By Brian Tenzer, Partner
In May, my partner Frank Goldstein joined some of the insurance industry’s most influential leaders at the FIFEC Conference in Orlando for a discussion on ways insurance companies and law enforcement can work together to eliminate fraud.
The presentation was well received and we received some excellent feedback. In particular, there were questions about how insurance companies and their legal teams can build the strongest case possible for the Florida Department of Financial Services (DFS) – one that is more likely to result in an investigation and prosecution.
Here are some tactics I’d like to share:
The Five Ws + How – Who, what, where, when, why, how. Grade-schoolers learn these are the basics to a good story. They also should be the foundation of every DFS submission. Answer the five Ws and How with accurate facts, including surveillance, witness statements, medical records and confessions. Don’t editorialize, add gratuitous comments, draw conclusions or speculate.
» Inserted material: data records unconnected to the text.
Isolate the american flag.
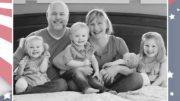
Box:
[0,0,13,101]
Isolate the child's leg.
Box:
[15,78,28,93]
[72,68,99,93]
[88,76,117,94]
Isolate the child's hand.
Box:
[103,62,113,68]
[84,59,91,66]
[44,51,51,58]
[92,72,101,81]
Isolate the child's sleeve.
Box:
[63,47,73,65]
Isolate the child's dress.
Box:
[17,56,49,86]
[137,59,165,83]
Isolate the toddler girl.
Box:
[137,32,167,86]
[59,22,112,94]
[15,36,50,93]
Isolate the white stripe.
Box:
[0,3,13,9]
[0,38,13,65]
[0,15,13,28]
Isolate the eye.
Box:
[75,35,79,37]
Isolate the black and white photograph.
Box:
[13,0,168,101]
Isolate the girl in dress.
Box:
[15,36,50,93]
[137,32,167,86]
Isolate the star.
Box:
[169,14,175,20]
[168,71,174,78]
[177,8,180,12]
[170,92,174,96]
[4,93,11,99]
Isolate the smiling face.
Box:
[143,39,158,57]
[27,39,44,58]
[71,28,89,46]
[47,3,69,30]
[89,17,107,39]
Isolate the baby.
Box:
[103,53,139,69]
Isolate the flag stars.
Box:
[168,71,174,78]
[169,13,175,20]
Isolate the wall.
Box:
[14,0,167,16]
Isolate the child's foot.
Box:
[108,90,118,95]
[84,88,99,94]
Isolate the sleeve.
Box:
[63,46,73,65]
[13,32,36,70]
[115,37,129,56]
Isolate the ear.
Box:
[43,43,49,51]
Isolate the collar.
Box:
[71,41,92,51]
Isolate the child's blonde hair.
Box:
[86,9,113,34]
[20,35,49,53]
[70,22,89,34]
[140,32,166,62]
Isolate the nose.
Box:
[56,14,61,19]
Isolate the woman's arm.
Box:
[91,55,99,73]
[152,61,167,86]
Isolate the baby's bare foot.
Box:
[84,88,99,94]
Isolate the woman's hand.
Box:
[101,66,119,83]
[78,66,93,75]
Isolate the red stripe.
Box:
[0,0,12,3]
[169,0,176,4]
[0,57,12,84]
[0,25,12,43]
[0,8,12,17]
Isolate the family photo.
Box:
[13,0,168,101]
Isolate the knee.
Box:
[129,73,143,89]
[15,78,28,93]
[68,80,79,91]
[55,78,68,91]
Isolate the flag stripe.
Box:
[0,57,12,84]
[0,24,12,43]
[0,8,12,17]
[0,0,12,3]
[169,0,176,4]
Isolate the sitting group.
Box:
[13,1,167,94]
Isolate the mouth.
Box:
[78,41,84,44]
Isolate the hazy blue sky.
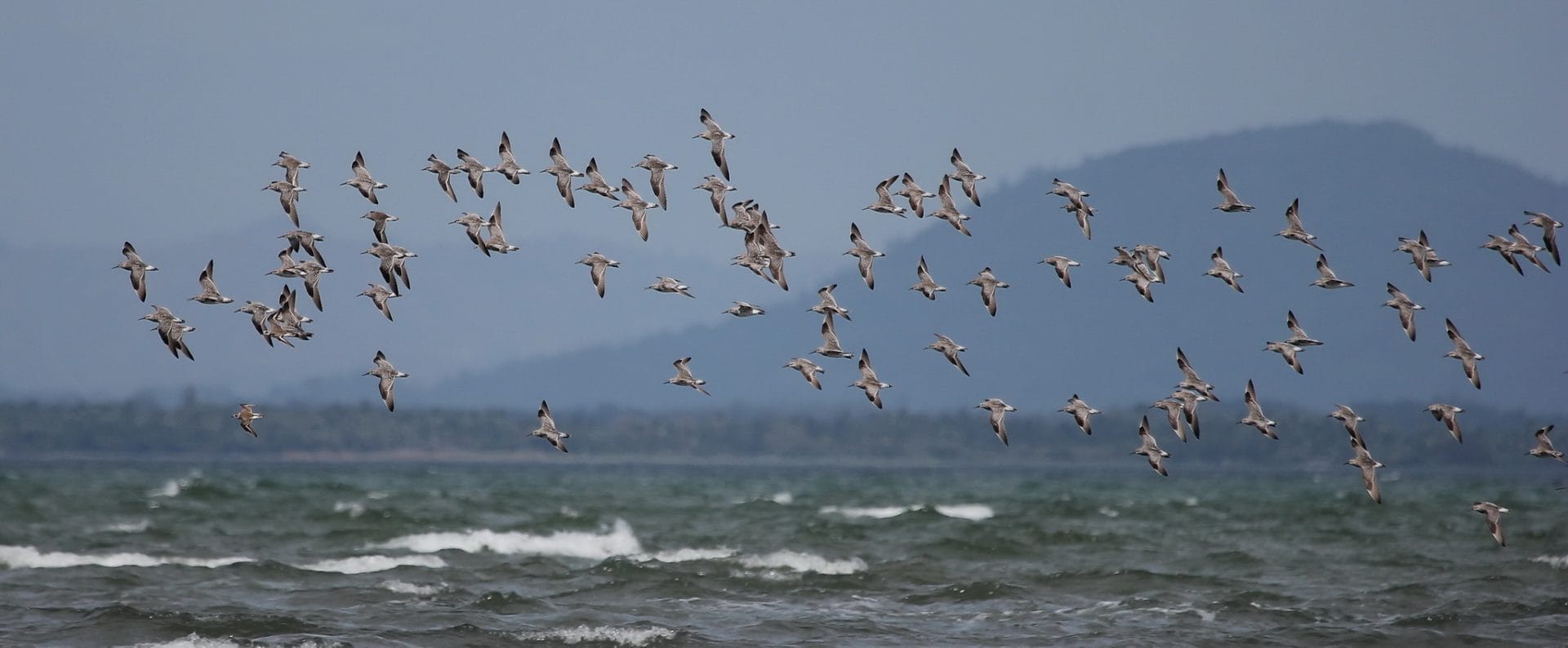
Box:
[0,2,1568,400]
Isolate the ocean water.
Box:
[0,457,1568,646]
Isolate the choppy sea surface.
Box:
[0,457,1568,646]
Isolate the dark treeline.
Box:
[0,401,1568,476]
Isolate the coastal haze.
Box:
[0,3,1568,407]
[0,2,1568,648]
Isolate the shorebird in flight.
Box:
[975,397,1018,446]
[1057,394,1099,435]
[114,241,158,302]
[1036,255,1080,288]
[341,152,387,203]
[1442,319,1486,390]
[850,349,892,410]
[925,334,969,375]
[969,266,1009,317]
[1214,169,1253,213]
[665,355,712,396]
[1427,402,1464,443]
[1236,380,1280,440]
[844,222,886,290]
[692,108,735,180]
[229,402,262,437]
[273,150,310,186]
[491,130,528,184]
[1471,503,1508,546]
[542,138,586,206]
[577,252,621,299]
[947,149,985,206]
[363,351,408,411]
[1132,416,1171,477]
[189,258,234,304]
[528,401,571,452]
[421,153,461,202]
[784,358,828,390]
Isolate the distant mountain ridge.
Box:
[263,122,1568,410]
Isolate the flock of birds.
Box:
[116,109,1568,544]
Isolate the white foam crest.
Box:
[934,504,996,522]
[817,504,920,520]
[518,626,676,648]
[133,632,240,648]
[332,503,365,518]
[634,546,735,562]
[293,556,447,575]
[381,581,447,597]
[740,549,866,575]
[147,469,201,498]
[370,518,643,561]
[1530,556,1568,570]
[100,518,152,534]
[0,544,256,570]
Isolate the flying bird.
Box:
[947,149,985,206]
[1427,402,1464,443]
[1530,424,1568,464]
[363,351,408,411]
[491,130,528,184]
[844,222,886,290]
[189,258,234,304]
[1312,255,1355,290]
[632,153,679,211]
[1345,440,1383,504]
[615,179,658,241]
[665,355,712,396]
[861,175,908,218]
[262,180,304,227]
[1471,503,1508,546]
[1275,199,1323,252]
[1214,169,1253,213]
[925,334,969,375]
[1205,247,1246,293]
[811,316,854,358]
[969,266,1009,317]
[359,283,399,322]
[1057,394,1099,435]
[692,108,735,180]
[850,349,892,410]
[724,302,768,317]
[643,277,696,299]
[542,138,586,206]
[1236,380,1280,440]
[341,152,387,203]
[273,150,310,186]
[1442,319,1486,390]
[528,401,572,452]
[577,252,621,299]
[975,397,1018,446]
[1383,283,1427,341]
[1524,211,1563,266]
[229,402,262,437]
[895,172,936,218]
[114,241,158,302]
[1036,255,1080,288]
[784,358,828,390]
[1264,341,1303,374]
[421,153,457,202]
[1132,416,1171,477]
[910,255,947,300]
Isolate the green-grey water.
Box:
[0,457,1568,646]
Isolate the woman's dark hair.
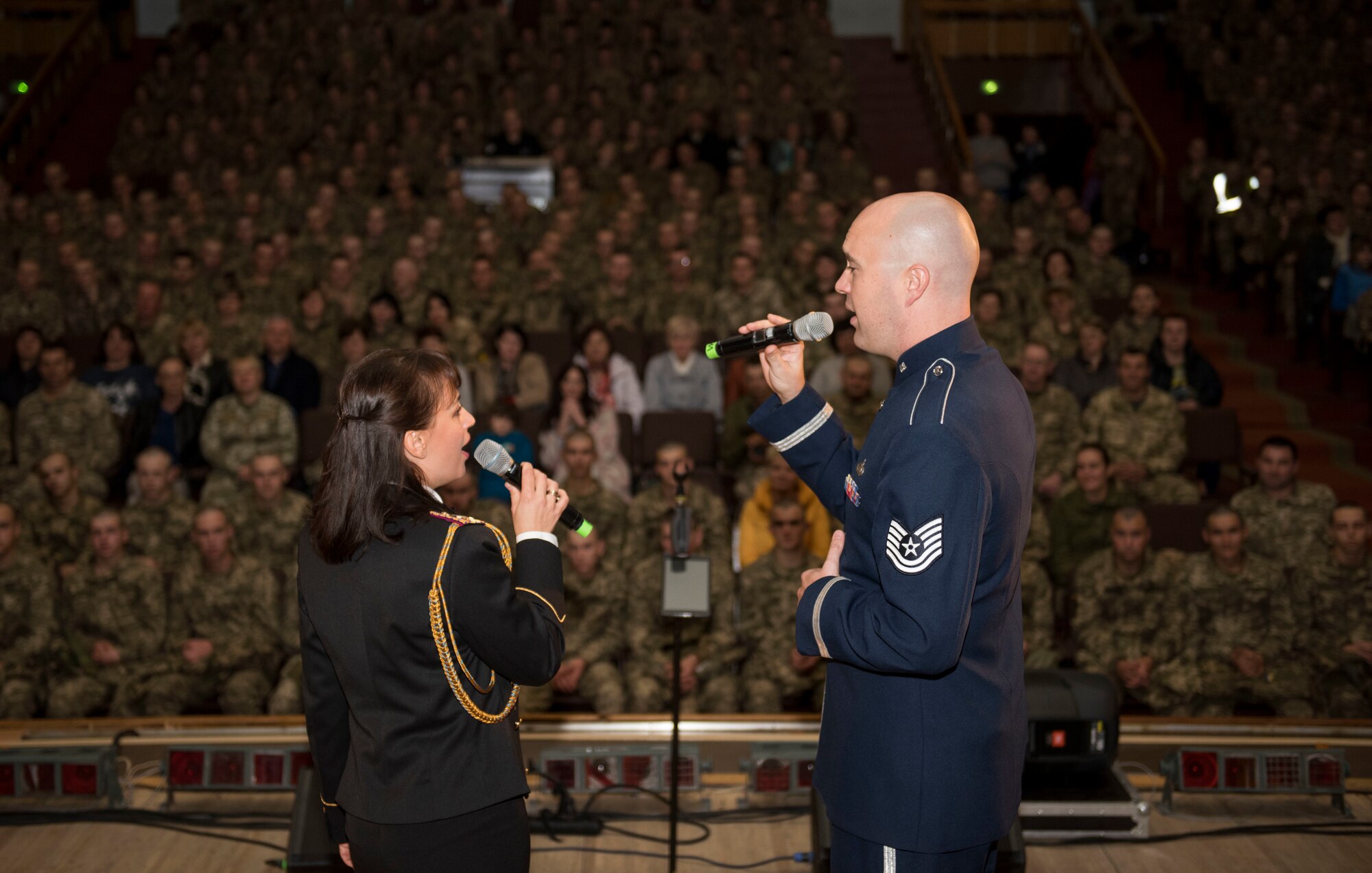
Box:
[576,321,615,354]
[95,321,143,366]
[543,363,600,429]
[338,318,372,342]
[491,321,528,352]
[310,348,461,564]
[1043,248,1077,278]
[366,291,405,329]
[424,291,453,315]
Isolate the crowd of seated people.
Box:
[0,0,1372,717]
[1169,0,1372,398]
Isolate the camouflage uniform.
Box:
[200,391,299,507]
[519,552,626,715]
[48,556,167,718]
[1176,553,1314,718]
[624,482,734,567]
[626,554,742,713]
[1294,549,1372,718]
[14,381,119,477]
[26,494,104,566]
[1106,314,1162,361]
[563,482,628,560]
[225,489,310,568]
[1081,385,1200,504]
[147,556,280,715]
[1077,254,1129,300]
[0,551,54,719]
[1048,482,1139,585]
[226,489,310,715]
[1229,481,1338,567]
[1072,549,1194,715]
[825,391,882,449]
[0,288,66,342]
[977,314,1025,366]
[738,552,825,713]
[134,311,180,369]
[472,500,514,542]
[1026,381,1081,483]
[1096,130,1147,239]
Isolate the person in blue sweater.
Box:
[1329,239,1372,391]
[472,406,535,504]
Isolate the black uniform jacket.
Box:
[299,493,565,843]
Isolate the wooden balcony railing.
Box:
[0,0,107,182]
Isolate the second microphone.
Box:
[472,440,593,537]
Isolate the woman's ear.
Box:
[401,431,428,462]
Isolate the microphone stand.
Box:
[667,467,690,873]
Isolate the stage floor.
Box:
[0,788,1372,873]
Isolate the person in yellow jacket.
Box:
[738,448,830,567]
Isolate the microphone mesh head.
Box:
[792,311,834,343]
[472,440,514,477]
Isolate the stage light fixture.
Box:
[0,744,123,809]
[1161,747,1350,815]
[538,744,701,792]
[162,745,314,791]
[742,743,818,793]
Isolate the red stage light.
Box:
[1266,755,1301,788]
[1181,752,1220,788]
[1224,756,1258,788]
[620,755,653,785]
[252,755,285,785]
[675,758,696,788]
[210,752,244,785]
[753,758,790,791]
[291,752,314,785]
[586,758,619,788]
[62,765,100,795]
[1305,755,1343,788]
[23,763,55,795]
[543,758,576,791]
[167,750,204,788]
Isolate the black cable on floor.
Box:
[532,846,809,870]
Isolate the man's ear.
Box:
[901,263,929,306]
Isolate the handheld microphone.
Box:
[472,440,593,537]
[705,311,834,361]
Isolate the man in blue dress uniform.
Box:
[744,193,1034,873]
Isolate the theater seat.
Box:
[1143,503,1217,552]
[300,406,339,467]
[528,331,576,376]
[638,410,715,467]
[1183,409,1243,466]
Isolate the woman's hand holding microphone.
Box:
[505,462,569,538]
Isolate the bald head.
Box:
[834,192,981,359]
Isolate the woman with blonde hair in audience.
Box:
[538,363,632,500]
[738,446,829,567]
[476,322,549,411]
[572,322,643,431]
[177,318,229,406]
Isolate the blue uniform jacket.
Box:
[749,318,1034,852]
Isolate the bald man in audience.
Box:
[0,503,54,718]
Timeliness – Insurance companies are required to immediately report suspected fraud to DFS. But timely reporting shouldn’t end with the initial outreach. Over time, evidence can become stale, spoiled or even disappear. The statute of limitations against a fraud suspect could run out, or perpetrators might flee the country. When building a case, it’s essential to continually share details with DFS as the case comes together.
Cooperation – Suspected fraud is one of the few instances in which insurance companies are legally permitted to communicate with each other. Since fraud rings often target multiple carriers, this interaction can result in a gold mine of shared factual evidence, which should be turned over to DFS.
In conclusion, there’s no one “silver bullet” to ensure fraud conviction, but following some basic rules can significantly increase the probability.